DETAILED DESCRIPTION OF PREFERRED EMBODIMENTS
[0022] A method and system for generating concept-specific data
representations for multi-concept detection are provided. The
method and system generate one or more representations, and the
generation process is decided jointly by all the concepts in the
list. This may include combining one or more representations, which
are segmented using different techniques to make the combined
representation suitable for improved concept detection. One aspect
of the present disclosure is to avoid using the same fixed data
representation for all concept detection purposes.
[0023] Instead, the present embodiments consider one or more
alternative data representations and generate one final
concept-specific data representation for detection purposes, where
the final representation generation process is determined based
upon a given set of concepts that need to be detected.
[0024] The present illustrative embodiments are applicable to all
forms of data including multimedia data, text, rich media,
hypertext, documents, etc. If the concept detection process needs a
priori creation of concept models, a first procedure of
representation generation for the purposes of concept model
creation need not be the same as a second procedure of
representation generation that is used for concept detection.
Representation generation is a process or processes, which are
employed to generate a collection of data, such as an image, an
audio composition, etc. A concept model is a model used for
comparison to identify a concept in given data.
[0025] The present illustrative embodiments do not require
knowledge of the procedure for representation generation used for
the creation of concept models. Instead, the present disclosure
creates the final concept-specific and potentially data-redundant
representation simultaneously based on all the concepts in a
set.
[0026] One important concept is to avoid merely using the single
given data representation for concept detection, especially where
multiple concepts are listed in a set. Instead, one or more
representations are generated jointly by all the concepts in the
list, which need to be detected. For example, in multimedia
annotation, the user is permitted to have a list of concepts such
as "face", "sky", "car" and create concept-specific representations
in terms of grids, layouts, segments of the multimedia content
where the representations are created jointly based on the three
concepts in the list. For example, since the concepts include a
face, sky and car, the image will be segmented in a way that will
permit the best chance of identifying these concepts in the image.
This may include using semantic or relational information to
isolate regions of the image. Illustratively, the sky is typically
blue and may be found, usually at the top of the image. A car is
often on a surface, such as an asphalt roadway and includes wheels.

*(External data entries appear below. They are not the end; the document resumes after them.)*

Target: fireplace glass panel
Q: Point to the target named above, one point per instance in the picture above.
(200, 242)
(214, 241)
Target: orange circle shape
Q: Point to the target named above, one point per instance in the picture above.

A face has determinable features, which can be relied upon to
identify one in the image content.
[0027] It should be understood that the illustrative embodiments
described herein are not limited to multimedia data alone and can
be applied to all forms of data from which concepts need to be
detected including text, rich media, hypertext, documents etc. In
addition, these embodiments do not require that the procedure of
representation generation that is used for concept detection be
identical to the scheme of representation generation that is needed
during the creation of the concept models used for detection.
Advantageously, the illustrative embodiments do not need to know
the procedure of representation generation used during the creation
of the concept models used for detection.
[0028] It should be further understood that the elements shown in
the FIGS. may be implemented in various forms of hardware, software
or combinations thereof. Preferably, these elements are implemented
in a combination of hardware and software on one or more
appropriately programmed general-purpose digital computers having a
processor and memory and input/output interfaces.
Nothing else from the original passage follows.